Whether religions activate their own potential for violence or peace has not least to do with the images they have drawn up of themselves and of the enemy. Since the very existence of views and types of behaviour that diverge from one’s own convictions and norms can be felt as a threat to one’s own identity, the talk of the “other” plays a central role in pluralistic societies in the ways competing groups deal with one another. In this, religious traditions remain an important resource for the construction of images of the enemy – or their dismantling.

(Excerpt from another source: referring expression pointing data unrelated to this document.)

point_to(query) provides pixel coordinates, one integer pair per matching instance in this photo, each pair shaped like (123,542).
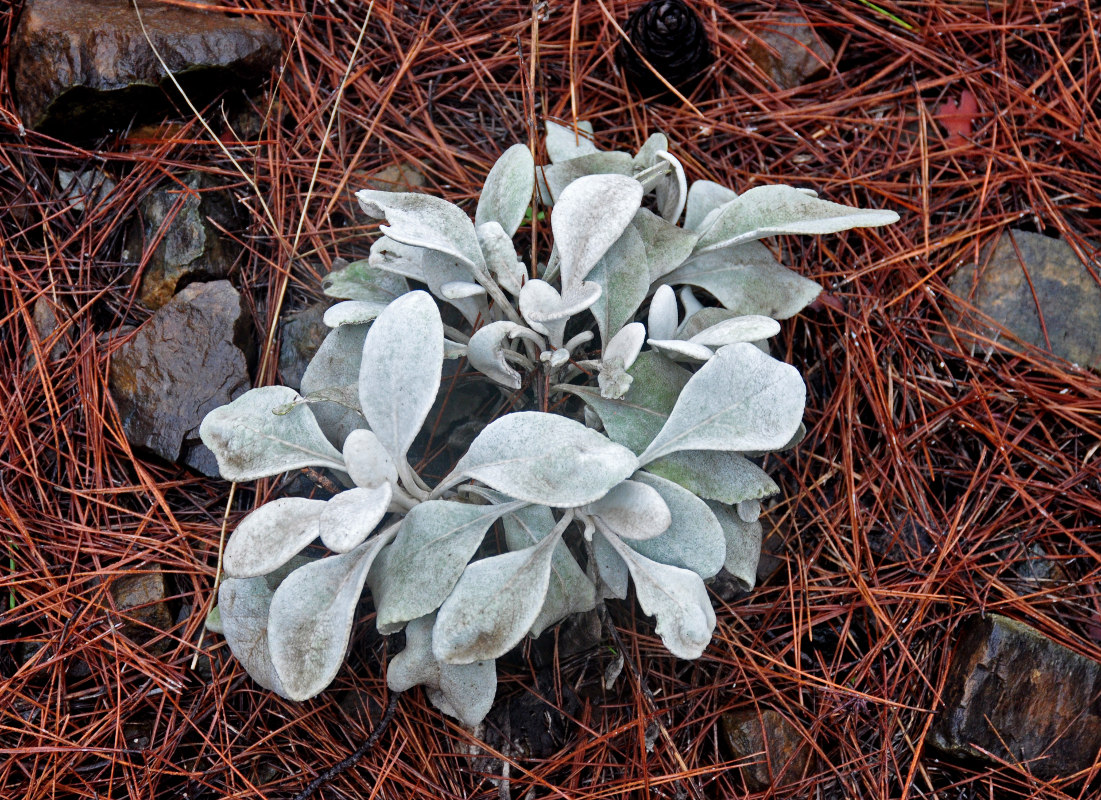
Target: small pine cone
(673,39)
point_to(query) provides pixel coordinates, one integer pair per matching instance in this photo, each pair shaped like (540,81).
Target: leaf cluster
(658,486)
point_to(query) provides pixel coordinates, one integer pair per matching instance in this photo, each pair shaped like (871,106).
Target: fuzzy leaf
(741,400)
(271,535)
(359,281)
(311,618)
(486,353)
(368,461)
(393,256)
(351,516)
(743,545)
(546,459)
(704,197)
(739,329)
(662,320)
(243,606)
(667,245)
(425,221)
(635,419)
(682,350)
(352,313)
(624,281)
(564,143)
(712,474)
(334,373)
(632,511)
(748,280)
(494,604)
(250,440)
(694,539)
(465,692)
(554,178)
(672,192)
(569,591)
(589,216)
(508,192)
(501,258)
(436,540)
(611,568)
(403,358)
(772,210)
(677,598)
(701,320)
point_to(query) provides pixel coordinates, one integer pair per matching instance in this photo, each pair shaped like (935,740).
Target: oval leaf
(251,439)
(694,539)
(741,400)
(677,598)
(436,540)
(632,511)
(546,459)
(486,353)
(569,591)
(425,221)
(312,615)
(772,210)
(748,280)
(403,358)
(368,461)
(508,192)
(271,536)
(588,218)
(494,604)
(351,516)
(243,606)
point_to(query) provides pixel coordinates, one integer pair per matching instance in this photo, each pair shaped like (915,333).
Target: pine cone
(673,39)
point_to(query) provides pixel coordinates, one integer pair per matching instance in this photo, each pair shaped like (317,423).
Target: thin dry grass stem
(934,483)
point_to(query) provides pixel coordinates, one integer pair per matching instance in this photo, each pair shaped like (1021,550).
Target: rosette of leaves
(672,37)
(657,488)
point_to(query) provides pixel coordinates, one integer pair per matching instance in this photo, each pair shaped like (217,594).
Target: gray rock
(301,335)
(1046,282)
(789,51)
(189,358)
(178,227)
(1015,694)
(82,67)
(777,753)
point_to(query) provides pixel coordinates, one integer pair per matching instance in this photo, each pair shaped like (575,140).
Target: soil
(931,475)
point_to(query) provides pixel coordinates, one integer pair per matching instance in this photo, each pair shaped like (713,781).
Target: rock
(1047,281)
(1020,697)
(301,333)
(777,753)
(789,51)
(189,358)
(178,227)
(45,326)
(83,67)
(140,599)
(88,187)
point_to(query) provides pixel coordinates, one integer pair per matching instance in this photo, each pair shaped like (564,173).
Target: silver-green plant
(657,486)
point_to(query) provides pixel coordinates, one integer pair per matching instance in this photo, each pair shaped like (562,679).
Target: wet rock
(189,358)
(83,67)
(789,51)
(1020,697)
(301,333)
(773,751)
(86,188)
(1046,282)
(141,601)
(176,233)
(46,322)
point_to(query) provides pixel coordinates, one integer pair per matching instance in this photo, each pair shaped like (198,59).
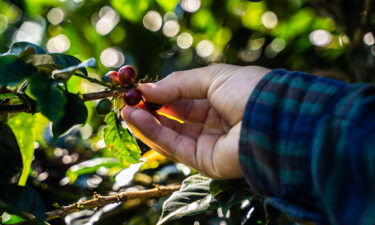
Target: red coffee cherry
(111,77)
(126,75)
(153,106)
(132,97)
(104,106)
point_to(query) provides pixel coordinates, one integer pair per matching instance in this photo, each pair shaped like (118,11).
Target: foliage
(55,148)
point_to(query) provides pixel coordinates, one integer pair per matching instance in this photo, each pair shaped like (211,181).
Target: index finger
(190,84)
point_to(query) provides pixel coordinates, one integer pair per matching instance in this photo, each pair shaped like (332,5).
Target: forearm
(282,143)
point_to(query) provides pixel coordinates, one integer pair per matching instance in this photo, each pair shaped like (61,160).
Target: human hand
(211,102)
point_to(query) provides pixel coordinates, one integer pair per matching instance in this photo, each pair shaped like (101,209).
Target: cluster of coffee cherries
(124,77)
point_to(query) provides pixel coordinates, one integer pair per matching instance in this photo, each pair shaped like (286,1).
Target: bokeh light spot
(320,37)
(58,44)
(152,21)
(369,39)
(55,16)
(171,28)
(184,40)
(29,31)
(190,5)
(205,48)
(111,57)
(269,19)
(107,21)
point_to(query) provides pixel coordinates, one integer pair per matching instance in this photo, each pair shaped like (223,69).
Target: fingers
(191,110)
(160,137)
(191,84)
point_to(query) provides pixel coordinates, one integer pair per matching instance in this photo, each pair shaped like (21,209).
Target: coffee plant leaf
(193,198)
(65,61)
(13,70)
(75,112)
(91,166)
(23,199)
(119,141)
(51,101)
(10,156)
(20,47)
(23,126)
(67,72)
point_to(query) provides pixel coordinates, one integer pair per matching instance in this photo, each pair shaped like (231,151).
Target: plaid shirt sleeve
(308,144)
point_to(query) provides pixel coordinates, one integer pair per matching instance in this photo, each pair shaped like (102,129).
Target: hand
(211,102)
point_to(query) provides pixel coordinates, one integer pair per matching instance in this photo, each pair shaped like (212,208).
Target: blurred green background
(161,36)
(331,38)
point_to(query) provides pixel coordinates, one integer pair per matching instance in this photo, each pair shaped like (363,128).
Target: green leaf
(13,70)
(19,47)
(119,140)
(66,72)
(65,61)
(193,198)
(75,113)
(90,166)
(22,198)
(230,192)
(10,157)
(132,10)
(7,218)
(23,126)
(168,5)
(51,101)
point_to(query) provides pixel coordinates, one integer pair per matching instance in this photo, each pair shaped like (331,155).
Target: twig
(86,97)
(99,201)
(93,80)
(363,23)
(13,108)
(103,94)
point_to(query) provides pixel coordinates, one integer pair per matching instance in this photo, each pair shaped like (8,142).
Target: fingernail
(127,111)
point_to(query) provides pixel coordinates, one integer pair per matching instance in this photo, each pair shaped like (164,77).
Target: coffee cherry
(126,75)
(104,106)
(132,97)
(111,77)
(152,106)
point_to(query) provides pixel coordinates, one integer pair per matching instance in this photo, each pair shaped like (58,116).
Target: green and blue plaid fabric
(308,144)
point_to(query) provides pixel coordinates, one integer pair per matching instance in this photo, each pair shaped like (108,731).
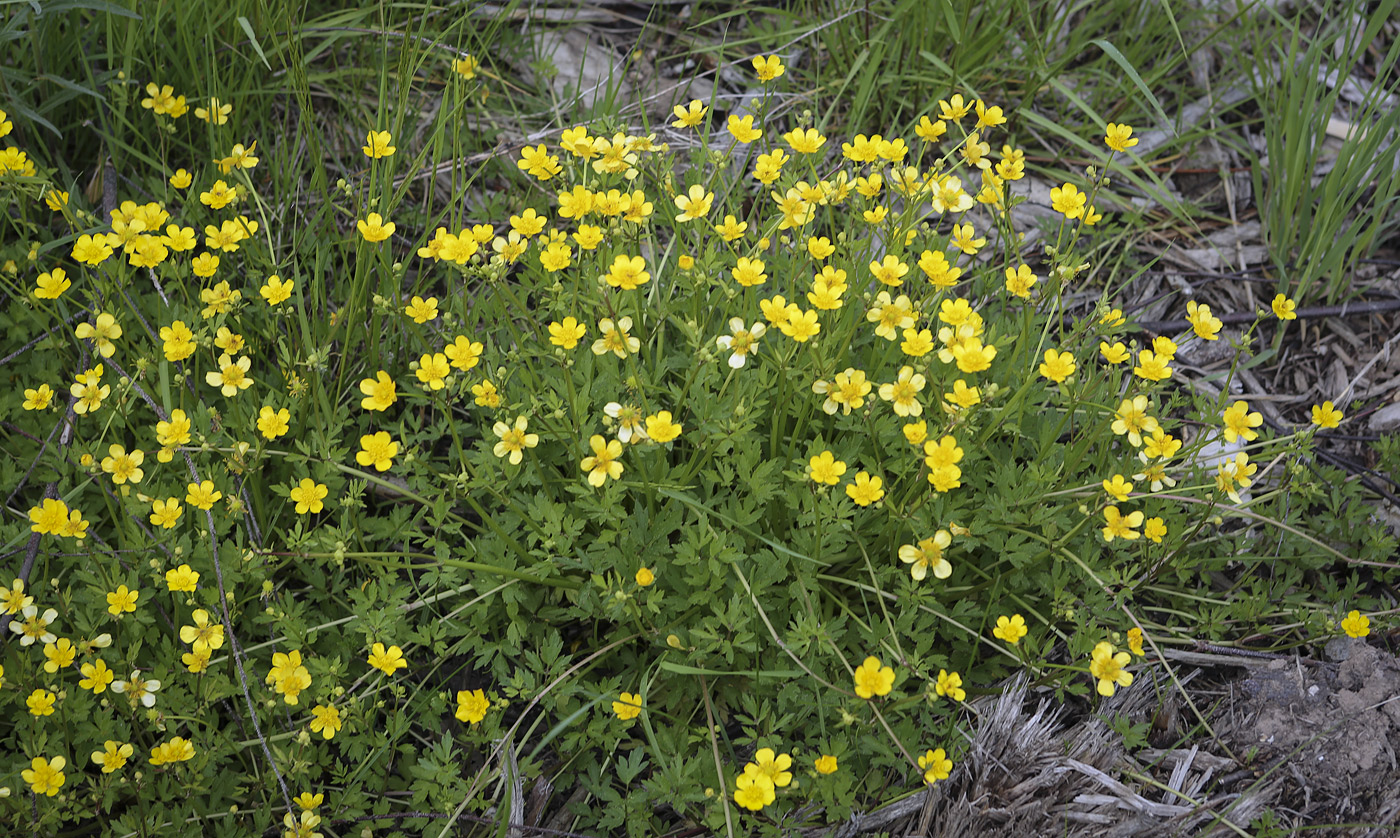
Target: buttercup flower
(1010,628)
(420,309)
(137,689)
(377,449)
(741,342)
(374,228)
(767,67)
(935,764)
(949,686)
(1108,668)
(627,707)
(121,600)
(32,626)
(567,333)
(325,721)
(825,469)
(865,490)
(604,462)
(387,661)
(308,495)
(872,679)
(45,777)
(1355,624)
(1239,423)
(1119,137)
(380,392)
(378,144)
(1326,416)
(471,705)
(513,439)
(753,791)
(1120,526)
(928,556)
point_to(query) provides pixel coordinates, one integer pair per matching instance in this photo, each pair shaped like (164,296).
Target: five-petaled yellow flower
(629,707)
(308,495)
(514,439)
(387,661)
(1010,628)
(1355,624)
(378,144)
(604,462)
(872,679)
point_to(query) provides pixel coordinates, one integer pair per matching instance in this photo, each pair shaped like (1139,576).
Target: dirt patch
(1329,730)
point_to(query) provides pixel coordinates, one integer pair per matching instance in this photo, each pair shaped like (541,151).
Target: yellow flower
(742,129)
(615,337)
(1010,628)
(377,449)
(387,661)
(374,228)
(52,284)
(872,679)
(1108,668)
(627,273)
(471,705)
(825,469)
(202,495)
(165,514)
(604,462)
(273,423)
(865,490)
(629,707)
(1117,487)
(695,203)
(514,439)
(1119,137)
(465,67)
(102,330)
(566,333)
(203,633)
(308,495)
(767,67)
(935,764)
(45,777)
(1057,365)
(749,272)
(420,309)
(661,427)
(1120,526)
(1325,414)
(114,756)
(42,396)
(486,395)
(464,354)
(1355,624)
(1239,423)
(181,579)
(231,375)
(380,392)
(753,791)
(377,144)
(325,721)
(689,115)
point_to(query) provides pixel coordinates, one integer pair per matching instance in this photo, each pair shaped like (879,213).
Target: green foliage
(625,568)
(1320,218)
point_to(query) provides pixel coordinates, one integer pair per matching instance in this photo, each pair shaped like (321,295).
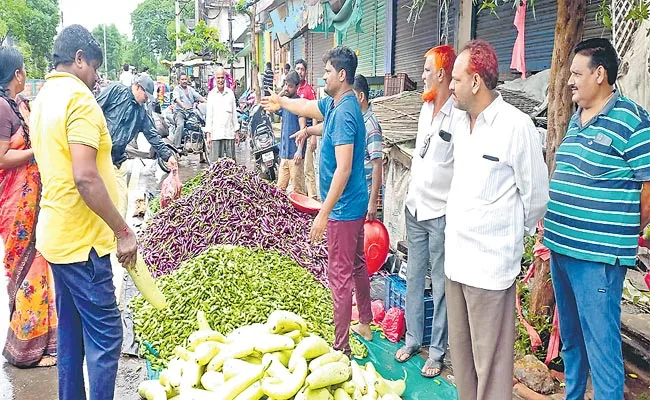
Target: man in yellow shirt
(79,226)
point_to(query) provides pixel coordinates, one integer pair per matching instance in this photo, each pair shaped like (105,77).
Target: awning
(245,51)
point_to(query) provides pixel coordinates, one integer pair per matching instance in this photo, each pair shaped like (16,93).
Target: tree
(202,41)
(32,24)
(115,48)
(150,20)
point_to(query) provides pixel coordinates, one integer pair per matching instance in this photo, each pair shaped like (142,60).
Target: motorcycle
(132,150)
(193,140)
(263,146)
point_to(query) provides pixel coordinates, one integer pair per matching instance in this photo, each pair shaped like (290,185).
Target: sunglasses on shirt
(444,135)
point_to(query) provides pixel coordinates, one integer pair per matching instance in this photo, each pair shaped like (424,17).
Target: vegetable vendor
(343,188)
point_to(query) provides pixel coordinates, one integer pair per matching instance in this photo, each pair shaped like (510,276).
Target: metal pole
(178,29)
(230,43)
(105,57)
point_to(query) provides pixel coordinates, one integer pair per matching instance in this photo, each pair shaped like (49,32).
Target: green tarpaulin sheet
(381,352)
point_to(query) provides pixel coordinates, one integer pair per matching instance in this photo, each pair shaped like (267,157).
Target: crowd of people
(478,184)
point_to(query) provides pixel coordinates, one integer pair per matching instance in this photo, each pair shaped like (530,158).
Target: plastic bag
(171,188)
(378,311)
(394,324)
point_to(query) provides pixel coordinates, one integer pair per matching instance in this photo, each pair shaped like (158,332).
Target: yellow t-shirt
(65,112)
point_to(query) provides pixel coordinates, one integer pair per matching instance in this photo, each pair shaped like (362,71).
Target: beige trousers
(310,174)
(290,171)
(481,339)
(122,188)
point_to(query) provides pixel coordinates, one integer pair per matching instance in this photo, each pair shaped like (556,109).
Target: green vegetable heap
(233,286)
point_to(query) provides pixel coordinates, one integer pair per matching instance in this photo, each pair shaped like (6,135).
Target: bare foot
(47,361)
(363,330)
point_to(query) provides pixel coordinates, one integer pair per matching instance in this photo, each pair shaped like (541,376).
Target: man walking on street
(498,193)
(126,116)
(184,99)
(373,155)
(343,187)
(221,120)
(600,201)
(305,91)
(291,155)
(426,201)
(78,224)
(126,77)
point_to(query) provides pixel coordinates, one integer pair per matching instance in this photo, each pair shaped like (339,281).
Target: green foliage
(203,40)
(543,324)
(32,23)
(150,20)
(115,48)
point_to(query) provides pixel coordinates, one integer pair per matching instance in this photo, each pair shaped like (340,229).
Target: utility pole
(178,29)
(230,43)
(256,86)
(105,58)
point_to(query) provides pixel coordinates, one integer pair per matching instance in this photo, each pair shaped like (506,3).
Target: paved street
(41,383)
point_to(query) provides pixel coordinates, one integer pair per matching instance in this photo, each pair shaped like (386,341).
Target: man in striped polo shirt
(599,202)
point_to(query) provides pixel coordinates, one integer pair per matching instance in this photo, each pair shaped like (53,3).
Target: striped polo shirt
(595,191)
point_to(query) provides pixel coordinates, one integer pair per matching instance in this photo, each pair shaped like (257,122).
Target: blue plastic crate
(396,297)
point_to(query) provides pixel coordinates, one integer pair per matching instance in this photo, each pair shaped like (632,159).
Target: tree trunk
(568,32)
(254,66)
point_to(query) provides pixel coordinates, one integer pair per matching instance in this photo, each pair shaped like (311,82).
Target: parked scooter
(132,150)
(193,140)
(263,146)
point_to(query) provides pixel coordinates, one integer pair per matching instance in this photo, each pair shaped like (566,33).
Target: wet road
(41,383)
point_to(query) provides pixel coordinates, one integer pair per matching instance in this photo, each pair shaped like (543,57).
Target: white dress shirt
(498,193)
(431,175)
(221,119)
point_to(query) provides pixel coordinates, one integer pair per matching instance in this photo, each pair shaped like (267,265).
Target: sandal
(408,351)
(431,365)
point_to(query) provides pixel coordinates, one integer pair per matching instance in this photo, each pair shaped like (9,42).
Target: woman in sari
(31,340)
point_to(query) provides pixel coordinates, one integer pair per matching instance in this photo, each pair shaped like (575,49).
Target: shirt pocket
(489,174)
(442,149)
(596,156)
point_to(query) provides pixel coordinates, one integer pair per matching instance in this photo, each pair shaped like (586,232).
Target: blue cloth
(588,296)
(343,124)
(426,241)
(290,126)
(89,325)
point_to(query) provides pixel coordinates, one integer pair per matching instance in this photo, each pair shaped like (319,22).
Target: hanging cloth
(519,50)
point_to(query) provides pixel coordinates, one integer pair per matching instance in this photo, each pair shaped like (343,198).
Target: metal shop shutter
(501,33)
(317,45)
(370,41)
(411,44)
(297,50)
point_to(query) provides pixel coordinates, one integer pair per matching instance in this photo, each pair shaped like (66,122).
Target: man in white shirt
(221,120)
(499,191)
(126,77)
(426,201)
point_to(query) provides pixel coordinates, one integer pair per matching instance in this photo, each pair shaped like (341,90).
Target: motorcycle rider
(126,116)
(184,98)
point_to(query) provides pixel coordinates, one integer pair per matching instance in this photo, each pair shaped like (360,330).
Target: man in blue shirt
(342,186)
(291,165)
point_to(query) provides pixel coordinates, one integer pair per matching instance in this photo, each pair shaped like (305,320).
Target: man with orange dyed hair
(498,193)
(426,202)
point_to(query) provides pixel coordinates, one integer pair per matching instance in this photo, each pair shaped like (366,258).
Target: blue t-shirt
(343,124)
(290,126)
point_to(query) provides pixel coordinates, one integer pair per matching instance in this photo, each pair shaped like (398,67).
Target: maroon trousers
(347,270)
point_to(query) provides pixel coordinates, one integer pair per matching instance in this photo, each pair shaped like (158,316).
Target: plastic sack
(171,188)
(394,324)
(378,311)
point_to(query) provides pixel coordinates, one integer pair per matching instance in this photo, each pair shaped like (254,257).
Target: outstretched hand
(271,103)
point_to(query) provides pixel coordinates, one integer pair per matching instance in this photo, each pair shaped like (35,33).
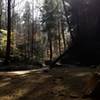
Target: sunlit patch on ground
(57,84)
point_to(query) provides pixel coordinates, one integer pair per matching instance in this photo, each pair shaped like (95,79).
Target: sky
(20,4)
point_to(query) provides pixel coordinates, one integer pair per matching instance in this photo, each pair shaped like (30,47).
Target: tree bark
(7,57)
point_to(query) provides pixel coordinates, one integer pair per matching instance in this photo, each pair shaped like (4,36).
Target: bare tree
(7,56)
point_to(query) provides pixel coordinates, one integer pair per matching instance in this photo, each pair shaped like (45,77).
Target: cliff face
(85,20)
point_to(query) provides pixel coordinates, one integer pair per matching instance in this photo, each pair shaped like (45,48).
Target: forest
(49,49)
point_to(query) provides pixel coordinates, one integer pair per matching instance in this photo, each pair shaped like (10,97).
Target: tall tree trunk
(59,38)
(63,35)
(50,45)
(0,12)
(7,57)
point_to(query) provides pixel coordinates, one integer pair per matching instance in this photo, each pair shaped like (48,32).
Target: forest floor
(55,84)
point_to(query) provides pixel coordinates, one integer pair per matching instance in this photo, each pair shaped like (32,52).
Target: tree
(27,22)
(49,17)
(1,10)
(8,47)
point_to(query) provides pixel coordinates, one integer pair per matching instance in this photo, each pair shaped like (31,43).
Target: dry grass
(57,84)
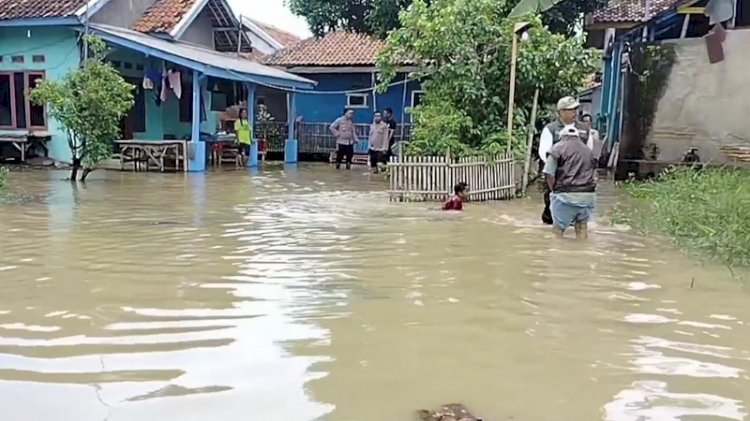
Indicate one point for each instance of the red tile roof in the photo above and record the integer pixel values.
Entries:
(26, 9)
(163, 15)
(338, 48)
(631, 10)
(281, 36)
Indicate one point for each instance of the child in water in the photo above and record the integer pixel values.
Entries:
(456, 202)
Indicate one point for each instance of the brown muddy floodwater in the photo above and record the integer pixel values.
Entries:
(304, 294)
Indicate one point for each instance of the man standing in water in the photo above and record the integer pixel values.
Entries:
(345, 132)
(569, 172)
(388, 118)
(378, 141)
(567, 110)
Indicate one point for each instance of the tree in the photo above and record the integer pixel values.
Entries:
(379, 17)
(374, 17)
(89, 103)
(461, 49)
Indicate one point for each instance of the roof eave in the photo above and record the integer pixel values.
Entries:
(56, 21)
(249, 24)
(188, 18)
(302, 83)
(343, 68)
(91, 7)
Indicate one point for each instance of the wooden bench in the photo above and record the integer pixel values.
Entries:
(23, 143)
(145, 153)
(358, 159)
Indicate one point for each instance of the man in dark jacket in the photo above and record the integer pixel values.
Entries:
(567, 112)
(388, 118)
(570, 174)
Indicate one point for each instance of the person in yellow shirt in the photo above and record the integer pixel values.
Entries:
(243, 130)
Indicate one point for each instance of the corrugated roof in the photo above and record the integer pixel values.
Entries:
(338, 48)
(197, 54)
(631, 10)
(281, 36)
(30, 9)
(163, 15)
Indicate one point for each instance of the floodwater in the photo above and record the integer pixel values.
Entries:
(304, 294)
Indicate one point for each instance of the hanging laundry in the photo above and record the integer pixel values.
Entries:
(202, 108)
(148, 84)
(154, 76)
(719, 11)
(175, 80)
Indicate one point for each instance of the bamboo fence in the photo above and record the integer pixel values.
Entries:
(431, 178)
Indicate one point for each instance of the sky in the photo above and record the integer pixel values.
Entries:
(272, 12)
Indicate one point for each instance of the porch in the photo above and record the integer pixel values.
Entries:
(187, 98)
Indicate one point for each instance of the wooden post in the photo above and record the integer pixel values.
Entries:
(290, 147)
(512, 88)
(685, 25)
(253, 158)
(529, 142)
(198, 159)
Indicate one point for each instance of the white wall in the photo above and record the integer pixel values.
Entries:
(705, 105)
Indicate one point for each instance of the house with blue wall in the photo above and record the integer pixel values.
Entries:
(198, 40)
(343, 66)
(703, 91)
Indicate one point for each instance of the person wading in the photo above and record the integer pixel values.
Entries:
(345, 132)
(388, 118)
(243, 130)
(570, 174)
(567, 110)
(378, 141)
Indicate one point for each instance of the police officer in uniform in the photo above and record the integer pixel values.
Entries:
(567, 113)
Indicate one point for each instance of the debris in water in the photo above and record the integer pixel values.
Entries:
(450, 412)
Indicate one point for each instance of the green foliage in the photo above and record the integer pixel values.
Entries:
(375, 17)
(88, 103)
(704, 212)
(462, 51)
(379, 17)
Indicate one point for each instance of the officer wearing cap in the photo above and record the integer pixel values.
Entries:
(567, 113)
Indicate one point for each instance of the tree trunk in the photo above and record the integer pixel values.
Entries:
(74, 170)
(86, 172)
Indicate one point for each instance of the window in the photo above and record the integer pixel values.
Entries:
(356, 100)
(16, 111)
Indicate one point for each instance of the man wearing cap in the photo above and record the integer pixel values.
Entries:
(567, 111)
(570, 174)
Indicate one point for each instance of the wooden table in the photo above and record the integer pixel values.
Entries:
(150, 152)
(24, 142)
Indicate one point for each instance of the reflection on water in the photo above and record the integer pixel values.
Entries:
(303, 294)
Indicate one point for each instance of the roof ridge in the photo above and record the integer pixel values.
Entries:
(334, 48)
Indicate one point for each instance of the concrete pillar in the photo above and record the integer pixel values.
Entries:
(196, 147)
(291, 146)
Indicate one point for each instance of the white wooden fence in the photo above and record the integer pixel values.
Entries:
(423, 178)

In the Roman Empire of late antiquity, religious conflicts were among the main causes of public turmoil. Whereas the internal Christian conflicts have been investigated with respect to the polemical clichés and strategies that were used (keyword: heresy polemics), analysis of the rhetoric of violence in pagan-Christian confrontations remains a desideratum of research. Important sources for this are:

  1. anti-Christian polemics (Galen, Kelsos, Porphyrios, Julian, among others) and the Christian responses (Origen, Kelsos and others);
  2. the apologetic writings of the Church fathers in which programmatic “images of the other” were drafted in contrast to their own self-image;
  3. literary and archaeological testimonies to concrete conflicts (for example, destructions of temples or the violent actions of Schenute of Atripe).

The analysis of the rhetoric of violence in these sources would occur in the following steps:

  1. collecting and arranging the individual statements;
  2. developing a typology;
  3. analysing the types of statements with a view to their potential for conflict or peace.

The following questions could serve as a guideline for this analysis: What stereotypes can be identified? What role do religious traditions and convictions play in the formation of images of the enemy? What do the images of “the other” say about those who created the images? Is it possible to identify interactions between the rhetoric of violence (or peace) and specific historical conflicts?